COVID-19 in NKY: Eight New Cases
Eight additional cases of COVID-19 were confirmed in Northern Kentucky on Tuesday, bringing the region's total to 1,276 since the pandemic began.
Sixty-seven people have died in the four-county region since the beginning of this coronavirus pandemic.
686 people have fully recovered from the virus here.
Governor Andy Beshear said Tuesday that there were 155 new cases confirmed statewide, bringing Kentucky's total to 10,185. Three more deaths were reported, bringing the state's total to 155.
At least 3,275 Kentuckians have recovered from the virus, the governor said.

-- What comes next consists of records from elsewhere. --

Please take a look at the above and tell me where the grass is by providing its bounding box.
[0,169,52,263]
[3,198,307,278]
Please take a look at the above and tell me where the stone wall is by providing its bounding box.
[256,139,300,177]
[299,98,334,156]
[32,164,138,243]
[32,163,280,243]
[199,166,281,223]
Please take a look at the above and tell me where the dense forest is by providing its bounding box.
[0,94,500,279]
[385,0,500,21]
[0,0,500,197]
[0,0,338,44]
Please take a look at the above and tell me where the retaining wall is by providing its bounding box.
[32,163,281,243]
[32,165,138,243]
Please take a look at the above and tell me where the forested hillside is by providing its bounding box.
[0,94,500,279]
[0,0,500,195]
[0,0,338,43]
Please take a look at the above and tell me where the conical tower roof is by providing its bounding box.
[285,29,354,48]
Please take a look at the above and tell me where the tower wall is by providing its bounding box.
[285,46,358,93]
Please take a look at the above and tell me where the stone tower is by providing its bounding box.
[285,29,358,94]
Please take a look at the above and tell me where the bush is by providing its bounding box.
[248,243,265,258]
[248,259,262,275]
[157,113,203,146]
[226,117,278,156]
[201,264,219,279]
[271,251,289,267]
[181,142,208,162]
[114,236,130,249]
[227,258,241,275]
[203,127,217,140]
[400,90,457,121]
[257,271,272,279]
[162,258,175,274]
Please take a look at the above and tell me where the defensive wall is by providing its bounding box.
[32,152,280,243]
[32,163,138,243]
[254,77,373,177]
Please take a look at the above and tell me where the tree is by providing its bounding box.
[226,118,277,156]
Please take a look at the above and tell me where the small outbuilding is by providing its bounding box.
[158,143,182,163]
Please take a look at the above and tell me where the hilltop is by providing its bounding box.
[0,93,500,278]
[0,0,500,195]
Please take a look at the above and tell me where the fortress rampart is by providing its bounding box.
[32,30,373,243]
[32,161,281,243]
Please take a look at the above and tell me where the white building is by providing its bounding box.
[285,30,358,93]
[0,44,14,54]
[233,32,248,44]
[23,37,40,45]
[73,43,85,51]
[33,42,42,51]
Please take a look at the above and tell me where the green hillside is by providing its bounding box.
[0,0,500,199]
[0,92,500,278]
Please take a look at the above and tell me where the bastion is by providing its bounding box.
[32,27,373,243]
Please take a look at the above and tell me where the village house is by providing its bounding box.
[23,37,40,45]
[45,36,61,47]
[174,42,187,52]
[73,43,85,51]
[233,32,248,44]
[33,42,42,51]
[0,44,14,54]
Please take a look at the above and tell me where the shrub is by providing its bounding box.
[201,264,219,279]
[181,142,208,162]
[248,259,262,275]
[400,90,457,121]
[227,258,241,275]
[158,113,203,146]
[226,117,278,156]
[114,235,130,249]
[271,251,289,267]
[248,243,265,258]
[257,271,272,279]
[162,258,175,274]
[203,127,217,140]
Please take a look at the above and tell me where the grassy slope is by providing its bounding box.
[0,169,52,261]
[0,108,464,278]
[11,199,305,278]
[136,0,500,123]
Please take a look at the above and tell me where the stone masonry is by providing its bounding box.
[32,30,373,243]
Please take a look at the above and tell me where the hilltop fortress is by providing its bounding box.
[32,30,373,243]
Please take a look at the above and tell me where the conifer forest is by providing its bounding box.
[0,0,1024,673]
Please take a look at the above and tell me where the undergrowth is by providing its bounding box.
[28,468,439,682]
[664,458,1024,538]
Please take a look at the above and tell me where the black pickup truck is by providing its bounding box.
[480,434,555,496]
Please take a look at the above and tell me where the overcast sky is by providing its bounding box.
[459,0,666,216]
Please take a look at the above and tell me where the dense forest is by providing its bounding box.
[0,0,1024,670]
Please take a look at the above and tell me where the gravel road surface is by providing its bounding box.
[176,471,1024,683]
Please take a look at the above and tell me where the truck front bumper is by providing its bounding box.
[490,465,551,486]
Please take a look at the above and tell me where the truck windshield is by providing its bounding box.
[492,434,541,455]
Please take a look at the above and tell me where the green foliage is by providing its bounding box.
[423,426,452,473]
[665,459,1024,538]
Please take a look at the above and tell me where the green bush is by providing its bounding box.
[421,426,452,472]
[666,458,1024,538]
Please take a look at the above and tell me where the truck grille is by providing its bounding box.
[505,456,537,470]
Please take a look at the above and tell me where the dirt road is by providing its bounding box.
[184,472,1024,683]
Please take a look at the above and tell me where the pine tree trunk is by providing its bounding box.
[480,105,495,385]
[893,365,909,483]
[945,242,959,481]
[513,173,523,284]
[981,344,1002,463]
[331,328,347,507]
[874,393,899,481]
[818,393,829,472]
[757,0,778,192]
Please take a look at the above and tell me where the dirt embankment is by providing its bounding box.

Beshear also talked about a recent decision from the U.S. Supreme Court confirming actions on mass gatherings.protect public health are consistent with the U.S. Constitution.
In four federal court cases, plaintiffs – including Kentucky Attorney General Daniel Cameron – argued that Kentucky’s executive order on mass gatherings, which prohibited people from congregating in groups, was unconstitutional. Gov. Beshear and officials with the Kentucky Cabinet for Health and Family Services insisted that the restrictions were both legal and necessary to prevent the spread of COVID-19.
Late Friday, the U.S. Supreme Court issued an order agreeing with Beshear and confirming that the order limiting mass gatherings did not violate the Constitution.
In an opinion rejecting a church’s challenge to California’s order against mass gatherings, Chief Justice John Roberts said state officials have broad latitude to protect public health and admonished federal courts not to “second-guess” states’ temporary emergency measures.
“Where those broad limits are not exceeded, they should not be subject to second-guessing by an ‘unelected federal judiciary,’ which lacks the background, competence, and expertise to assess public health and is not accountable to the people,” Roberts wrote in his opinion.
The Governor’s Office of General Counsel is making the various federal courts aware of the Supreme Court’s decisive opinion, which should resolve all current cases challenging the governor’s orders, a news release said.